Archive for the ‘parallel’ Category

February 27, 2013

Stupid RCU Tricks: Read-Side Ordering Constraints

Suppose that you have an initially empty RCU-protected hash table with per-bucket-locked updates. Suppose that one thread concurrently inserts items A and B in that order (but into different buckets) while a second thread concurrently looks up item A then item B—and while yet a third thread concurrently looks up these two items in the opposite order. The code for these three threads might look something like the following:

 1 void t1(void)
 2 {
 3   spin_lock(chain(A));
 4   insert(A);
 5   spin_unlock(chain(A));
 6   spin_lock(chain(B));
 7   insert(B);
 8   spin_unlock(chain(B));
 9 }
10 
11 void t2(void)
12 {
13   rcu_read_lock();
14   l1 = lookup(A);
15   rcu_read_unlock();
16   rcu_read_lock();
17   l2 = lookup(B);
18   rcu_read_unlock();
19 }
20 
21 void t3(void)
22 {
23   rcu_read_lock();
24   l3 = lookup(B);
25   rcu_read_unlock();
26   rcu_read_lock();
27   l4 = lookup(A);
28   rcu_read_unlock();
29 }

Because there is absolutely nothing guaranteeing the order of t2()‘s and t3‘s lookups, it is quite possible that we could end up with l1==1&&l2==0&&l3==1&&l4==0, which would mean that t2() and t3() disagree on the order of insertion. However, this outcome is excluded if we place a synchronize_rcu() between lines 5 and 6 above.

But how can synchronize_rcu() possibly exclude this outcome given that t2()‘s and t3()‘s lookups can still be reordered?
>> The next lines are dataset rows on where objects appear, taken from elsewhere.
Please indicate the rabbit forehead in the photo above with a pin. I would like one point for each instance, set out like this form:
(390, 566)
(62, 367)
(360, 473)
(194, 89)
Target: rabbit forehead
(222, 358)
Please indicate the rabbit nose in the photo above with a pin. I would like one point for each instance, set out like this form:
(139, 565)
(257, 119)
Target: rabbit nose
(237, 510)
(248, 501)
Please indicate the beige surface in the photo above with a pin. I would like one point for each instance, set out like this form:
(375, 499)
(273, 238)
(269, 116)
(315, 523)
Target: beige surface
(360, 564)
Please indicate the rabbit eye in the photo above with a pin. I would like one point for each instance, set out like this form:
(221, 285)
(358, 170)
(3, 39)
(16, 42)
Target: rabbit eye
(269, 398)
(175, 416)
Posted in parallel, stupid rcu tricks | No Comments »

November 30, 2012

RCU and Crowds

A Read-Copy Update based parallel server for distributed crowd simulations” (paywalled) recently appeared in Journal of Supercomputing. Vigueras et al. apply RCU to crowd simulation (as you might guess from the title), which combines throughput (“faster is better”) and response-time requirements (“never trust any result older than 250 milliseconds”). Use of RCU instead of straight locking allows them to support crowds with three times the number of agents while still meeting their response-time requirements.
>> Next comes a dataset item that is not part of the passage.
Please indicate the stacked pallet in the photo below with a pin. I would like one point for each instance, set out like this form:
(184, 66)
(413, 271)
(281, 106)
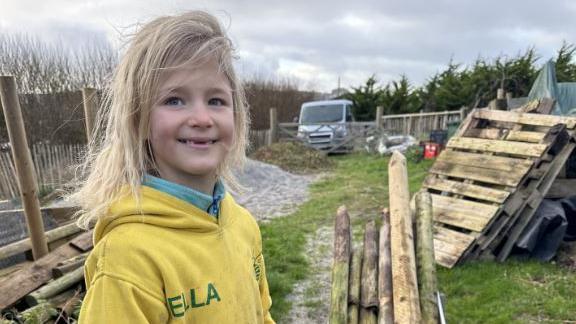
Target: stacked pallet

It is good to see academics experimenting with RCU. Even better, I learned of this only after seeing the paper. ;-)


Posted in parallel, performance, rcu | No Comments »

Off to the races!

I was fortunate enough to be able to attend the first workshop on Relaxing Synchronization for Multicore and Manycore Scalability (also known as “RACES’12”), which drew concurrency researchers from across academia and industry. The topic was somewhat controversial, quoting from the call for participation:

How can we cast aside the security of correctness, the logic of a proof, and adopt a new way of thinking, where answers are good enough but not certain, and where many processors work together in parallel without quite knowing the states that the others are in? We may need some amount of synchronization, but how much? Or better yet, how little? What mental tools and linguistic devices can we give programmers to help them adapt to this challenge?

The workshop’s presenters expressed a number of views on this matter.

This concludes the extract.